Il cosiddetto “water footprint” (o impronta idrica) è un indicatore del consumo diretto e indiretto di acqua dolce da parte di un consumatore singolo, una comunità o un’azienda; e rappresenta il volume totale di acqua dolce utilizzata per produrre beni e servizi, misurata in termini di volumi consumati (evaporati o incorporati in un prodotto) e inquinati per unità di tempo. Alla luce di questa definizione, diventa chiaro quanto sia prioritario il tema della scarsità d’acqua, un problema urgente da affrontare per individuare modi alternativi di riutilizzo e riciclo dell’acqua.
La città australiana di Perth, per esempio, sta lavorando molto in questi termini grazie al Woodman Point Water Resource Facility (realizzato dalla “Integrate JV”, joint venture guidata dalla società Clough del Gruppo Webuild), un impianto che tratta ogni giorno fino a 150 milioni di litri di acque reflue provenienti da quasi 900.000 case e aziende, trasformandole in prodotti utili come mangimi, biogas e fertilizzanti.
In un contesto globale in cui più di 2.7 miliardi di persone si trovano a convivere con il problema della scarsità d’acqua per almeno un mese all’anno, è importante comprendere la nostra impronta idrica, ovvero quanta acqua utilizziamo direttamente e indirettamente.

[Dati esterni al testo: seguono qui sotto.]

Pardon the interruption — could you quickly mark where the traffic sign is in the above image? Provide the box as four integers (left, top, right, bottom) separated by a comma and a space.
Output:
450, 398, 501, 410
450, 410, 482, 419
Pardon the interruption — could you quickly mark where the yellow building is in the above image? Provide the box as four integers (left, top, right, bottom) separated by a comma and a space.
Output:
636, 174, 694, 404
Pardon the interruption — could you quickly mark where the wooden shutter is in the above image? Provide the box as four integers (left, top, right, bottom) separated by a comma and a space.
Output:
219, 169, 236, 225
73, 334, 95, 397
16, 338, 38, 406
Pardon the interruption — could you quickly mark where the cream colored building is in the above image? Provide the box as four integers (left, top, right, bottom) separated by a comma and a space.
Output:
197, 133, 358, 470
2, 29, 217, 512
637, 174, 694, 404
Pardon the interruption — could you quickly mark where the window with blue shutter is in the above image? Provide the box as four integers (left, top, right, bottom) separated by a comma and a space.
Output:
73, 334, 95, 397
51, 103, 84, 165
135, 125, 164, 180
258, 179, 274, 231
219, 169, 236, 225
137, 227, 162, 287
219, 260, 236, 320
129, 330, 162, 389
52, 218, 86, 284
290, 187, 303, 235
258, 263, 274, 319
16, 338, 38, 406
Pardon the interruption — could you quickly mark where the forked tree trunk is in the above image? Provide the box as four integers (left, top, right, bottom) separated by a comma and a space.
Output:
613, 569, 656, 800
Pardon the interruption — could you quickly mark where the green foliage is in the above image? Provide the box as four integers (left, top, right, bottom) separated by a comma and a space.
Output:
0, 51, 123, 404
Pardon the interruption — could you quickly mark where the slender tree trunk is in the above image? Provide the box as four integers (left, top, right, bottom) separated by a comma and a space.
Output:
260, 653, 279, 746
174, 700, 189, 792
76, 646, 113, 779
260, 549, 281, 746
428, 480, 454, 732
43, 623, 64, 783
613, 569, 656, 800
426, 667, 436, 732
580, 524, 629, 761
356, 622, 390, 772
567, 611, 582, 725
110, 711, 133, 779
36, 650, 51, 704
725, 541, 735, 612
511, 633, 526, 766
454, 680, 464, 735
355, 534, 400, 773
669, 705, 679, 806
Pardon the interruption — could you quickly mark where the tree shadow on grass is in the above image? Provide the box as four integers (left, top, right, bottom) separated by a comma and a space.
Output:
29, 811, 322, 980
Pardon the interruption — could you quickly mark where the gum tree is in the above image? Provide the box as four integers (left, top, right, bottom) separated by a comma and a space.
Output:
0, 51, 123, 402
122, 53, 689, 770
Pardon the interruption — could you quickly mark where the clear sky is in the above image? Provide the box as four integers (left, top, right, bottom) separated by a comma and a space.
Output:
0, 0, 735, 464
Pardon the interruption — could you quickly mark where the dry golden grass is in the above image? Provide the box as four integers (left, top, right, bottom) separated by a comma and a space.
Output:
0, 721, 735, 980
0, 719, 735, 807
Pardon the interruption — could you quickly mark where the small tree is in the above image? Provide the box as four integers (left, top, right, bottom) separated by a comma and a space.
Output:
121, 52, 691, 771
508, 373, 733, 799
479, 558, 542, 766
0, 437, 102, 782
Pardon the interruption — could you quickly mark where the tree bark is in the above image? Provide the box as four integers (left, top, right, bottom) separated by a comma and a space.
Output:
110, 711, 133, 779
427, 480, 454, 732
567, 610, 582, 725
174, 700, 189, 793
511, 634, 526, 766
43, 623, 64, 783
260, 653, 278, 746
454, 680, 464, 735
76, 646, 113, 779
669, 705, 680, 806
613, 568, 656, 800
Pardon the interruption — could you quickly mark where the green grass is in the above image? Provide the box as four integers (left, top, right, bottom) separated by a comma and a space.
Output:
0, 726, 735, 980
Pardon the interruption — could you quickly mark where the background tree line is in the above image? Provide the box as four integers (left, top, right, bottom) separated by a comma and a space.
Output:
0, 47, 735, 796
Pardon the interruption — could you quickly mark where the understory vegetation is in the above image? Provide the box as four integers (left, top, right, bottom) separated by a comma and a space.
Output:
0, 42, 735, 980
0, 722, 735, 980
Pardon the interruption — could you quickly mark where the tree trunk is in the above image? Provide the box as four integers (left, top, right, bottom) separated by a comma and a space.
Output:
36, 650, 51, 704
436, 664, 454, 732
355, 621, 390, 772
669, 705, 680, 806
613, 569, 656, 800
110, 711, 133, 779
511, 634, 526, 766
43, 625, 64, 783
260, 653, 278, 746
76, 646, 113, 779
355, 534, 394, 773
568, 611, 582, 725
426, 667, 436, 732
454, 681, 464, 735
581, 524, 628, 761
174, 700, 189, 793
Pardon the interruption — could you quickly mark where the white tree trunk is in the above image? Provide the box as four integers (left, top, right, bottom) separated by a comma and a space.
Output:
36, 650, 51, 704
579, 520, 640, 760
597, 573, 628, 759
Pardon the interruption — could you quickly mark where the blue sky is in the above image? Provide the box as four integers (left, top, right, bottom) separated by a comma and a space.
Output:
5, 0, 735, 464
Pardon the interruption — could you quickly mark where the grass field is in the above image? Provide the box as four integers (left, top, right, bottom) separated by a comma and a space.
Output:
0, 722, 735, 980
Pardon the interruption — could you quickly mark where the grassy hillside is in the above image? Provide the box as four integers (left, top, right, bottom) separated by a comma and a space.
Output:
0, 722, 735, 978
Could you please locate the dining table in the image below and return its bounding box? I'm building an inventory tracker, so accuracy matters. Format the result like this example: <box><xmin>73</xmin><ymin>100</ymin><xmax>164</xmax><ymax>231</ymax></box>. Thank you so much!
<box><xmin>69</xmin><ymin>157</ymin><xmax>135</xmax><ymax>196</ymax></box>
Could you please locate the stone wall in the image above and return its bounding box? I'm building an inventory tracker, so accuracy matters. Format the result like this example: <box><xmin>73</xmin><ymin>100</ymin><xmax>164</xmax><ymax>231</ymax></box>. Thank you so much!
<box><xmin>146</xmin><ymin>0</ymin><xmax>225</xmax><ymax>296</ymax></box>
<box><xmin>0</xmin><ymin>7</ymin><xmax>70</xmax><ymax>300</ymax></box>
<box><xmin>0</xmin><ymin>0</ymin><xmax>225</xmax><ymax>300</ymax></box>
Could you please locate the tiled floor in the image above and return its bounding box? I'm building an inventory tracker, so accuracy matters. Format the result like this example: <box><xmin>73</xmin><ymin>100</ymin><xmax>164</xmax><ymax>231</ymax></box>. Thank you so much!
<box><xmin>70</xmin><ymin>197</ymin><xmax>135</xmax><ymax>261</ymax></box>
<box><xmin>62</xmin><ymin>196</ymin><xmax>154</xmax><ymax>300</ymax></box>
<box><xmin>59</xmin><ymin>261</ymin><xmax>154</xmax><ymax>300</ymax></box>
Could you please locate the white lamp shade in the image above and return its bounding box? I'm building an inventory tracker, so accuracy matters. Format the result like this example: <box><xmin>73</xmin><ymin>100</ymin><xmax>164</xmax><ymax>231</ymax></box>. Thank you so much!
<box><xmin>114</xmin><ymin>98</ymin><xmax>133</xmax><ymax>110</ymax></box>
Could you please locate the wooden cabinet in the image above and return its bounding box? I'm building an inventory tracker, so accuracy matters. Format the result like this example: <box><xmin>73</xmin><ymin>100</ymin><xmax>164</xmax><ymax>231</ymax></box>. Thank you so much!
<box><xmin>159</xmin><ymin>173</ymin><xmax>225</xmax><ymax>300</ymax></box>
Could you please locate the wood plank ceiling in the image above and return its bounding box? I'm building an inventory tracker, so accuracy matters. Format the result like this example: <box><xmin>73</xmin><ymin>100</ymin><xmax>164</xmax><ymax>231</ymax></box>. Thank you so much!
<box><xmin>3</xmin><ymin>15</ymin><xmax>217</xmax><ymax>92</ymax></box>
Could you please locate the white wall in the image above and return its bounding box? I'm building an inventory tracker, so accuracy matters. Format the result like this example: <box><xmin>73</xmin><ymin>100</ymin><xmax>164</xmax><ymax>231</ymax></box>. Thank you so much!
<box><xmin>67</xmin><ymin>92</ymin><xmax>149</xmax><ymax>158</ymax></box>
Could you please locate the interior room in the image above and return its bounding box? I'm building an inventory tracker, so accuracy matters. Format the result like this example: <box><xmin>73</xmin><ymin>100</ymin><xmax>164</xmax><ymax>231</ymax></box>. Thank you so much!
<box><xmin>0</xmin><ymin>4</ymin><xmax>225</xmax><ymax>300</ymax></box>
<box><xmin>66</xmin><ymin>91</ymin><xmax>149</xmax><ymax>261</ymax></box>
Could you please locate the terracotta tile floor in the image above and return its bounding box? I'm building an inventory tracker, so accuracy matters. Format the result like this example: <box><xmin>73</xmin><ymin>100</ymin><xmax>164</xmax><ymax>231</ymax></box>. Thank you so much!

Quale attività dell’uomo ha l’impronta idrica più importante? Al primo posto l’agricoltura, che incide per il 70% sul consumo di acqua (soprattutto per la produzione di cibo), mentre l’industria (con il 19%) è il secondo più grande utilizzatore. Segue poi l’uso domestico: nei Paesi sviluppati, le persone possono consumare fino a 5.000 litri di acqua al giorno. Sorprendentemente, il 90% dell’acqua che utilizziamo è per noi invisibile: si chiama acqua virtuale e viene usata per la produzione di merci, elettricità, prodotti della manifattura e soprattutto del cibo che consumiamo. Basti pensare che servono più di 5.000 litri d’acqua per una semplice bistecca di 300 g.